Preventing cancer

If you could prevent cancer in yourself and your children, would you? Several cancers — including cervical cancer, the fifth most common cancer among women — are highly preventable. What these cancers have in common is their cause — the human papillomavirus, or HPV for short.

HPV is actually a group of more than 150 related viruses. HPV can infect cells all over the body, including the skin, mouth, throat, and anus, as well as the cells lining the genital area of men and women. HPV is typically spread through vaginal, anal, and oral sex. While some HPV types are more dangerous than others and not all cause cervical cancer, HPV is also responsible for other cancers in women and men.

But I promised that you could protect yourself and your children. The most effective way is by getting the HPV vaccine, recommended for both boys and girls at age 11 or 12, when the vaccine produces the strongest immune response. Up to age 14, only two doses of the vaccine are required, while between 15 and 26, three doses are needed. Does it work? The vaccine can prevent 90 percent of cervical cancers and is effective in preventing other types of cancer, too.

A second way women can prevent cervical cancer is the Pap screening test, which examines the cervix for pre-cancerous cells.

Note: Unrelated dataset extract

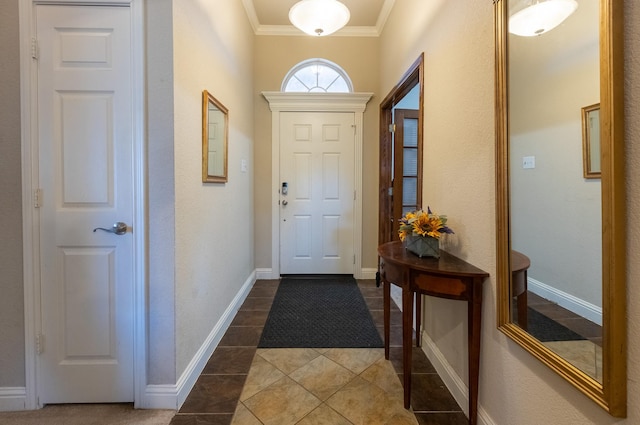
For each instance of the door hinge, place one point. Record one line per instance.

If such cells are found, they are removed, thereby removing the cancer threat.

According to national guidelines, Pap tests should start at age 21, and women should be retested every three years until age 29. From age 30 to 65, women should have a Pap test combined with an HPV test every five years. (Some doctors prefer to continue with just the Pap test every three years.) Women who have received the HPV vaccine should follow the same guidelines.

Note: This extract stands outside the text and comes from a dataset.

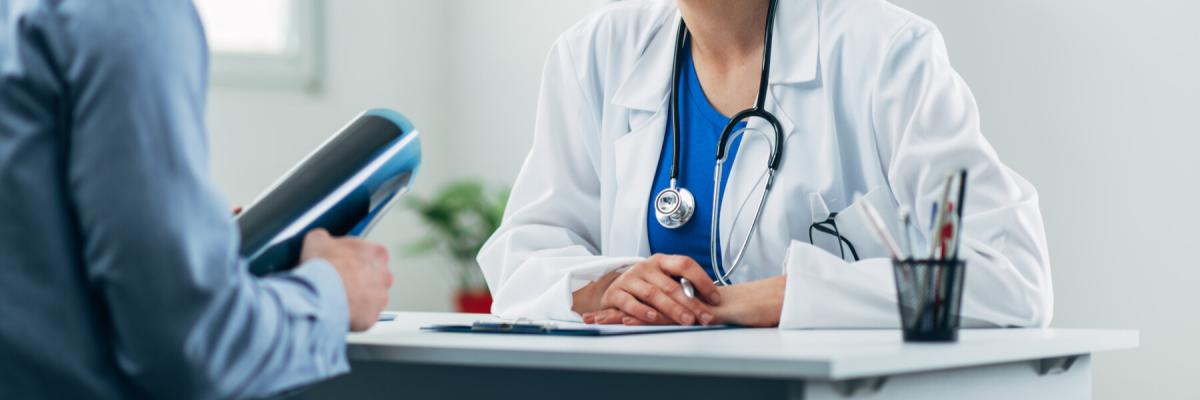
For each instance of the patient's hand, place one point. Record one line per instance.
(750, 304)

Some women are at greater risk for cervical cancer, including those who smoke, are obese, have a family history of cervical cancer, don’t eat enough fruits and vegetables, have had certain sexually transmitted infections, or are immunocompromised. Women who have long used oral contraceptives or who were younger than 17 for their first full-term pregnancy are also at greater risk.

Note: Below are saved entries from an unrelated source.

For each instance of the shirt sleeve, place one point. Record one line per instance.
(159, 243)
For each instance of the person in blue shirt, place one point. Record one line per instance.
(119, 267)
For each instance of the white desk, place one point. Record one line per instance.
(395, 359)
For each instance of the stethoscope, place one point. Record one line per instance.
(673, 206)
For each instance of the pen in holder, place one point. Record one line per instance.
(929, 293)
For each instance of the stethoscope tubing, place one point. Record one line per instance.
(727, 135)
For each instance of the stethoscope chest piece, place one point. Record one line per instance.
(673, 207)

January is cervical cancer prevention month and also the time for setting goals for a healthier new year. For adult women, you can reduce your cancer risk by stopping smoking, losing weight, and eating more fruits and vegetables. And if you have a girl or boy aged 11 or older, you can help ensure a healthier life by getting her or him vaccinated for HPV as soon as possible. Make 2018 the year you prevented cancer!